# When solving a rational equation, why is it necessary to perform a check?

Jun 11, 2015

It is necessary to perform a check because in the process of multiplying through you can introduce spurious solutions.

#### Explanation:

Consider the example:

$\frac{x + 3}{{x}^{2} - 3 x + 2} = \frac{x + 2}{{x}^{2} - 4 x + 3}$

We could choose to "cross multiply" the equation to get:

$\left(x + 3\right) \left({x}^{2} - 4 x + 3\right) = \left(x + 2\right) \left({x}^{2} - 3 x + 2\right)$

That is:

${x}^{3} - {x}^{2} - 9 x + 9 = {x}^{3} - {x}^{2} - 4 x + 4$

Subtract ${x}^{3} - {x}^{2}$ from both sides to get:

$- 9 x + 9 = - 4 x + 4$

Add $4 x - 4$ to both sides to get:

$- 5 x + 5 = 0$

Divide both sides by $5$ to get

$- x + 1 = 0$

Hence $x = 1$

But try putting $x = 1$ in the original equation and you will find both denominators are zero.

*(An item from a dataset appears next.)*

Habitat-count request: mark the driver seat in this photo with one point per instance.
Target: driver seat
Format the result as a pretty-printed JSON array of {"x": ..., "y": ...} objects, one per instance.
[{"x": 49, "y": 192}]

What went wrong here is that both $\left({x}^{2} - 3 x + 2\right)$ and $\left({x}^{2} - 4 x + 3\right)$ are divisible by $\left(x - 1\right)$, so cross multiplying by them included the effect of multiplying both sides by ${\left(x - 1\right)}^{2}$ - not only clearing $\left(x - 1\right)$ from the denominator, but adding an extra factor of $\left(x - 1\right)$ on both sides of the equation.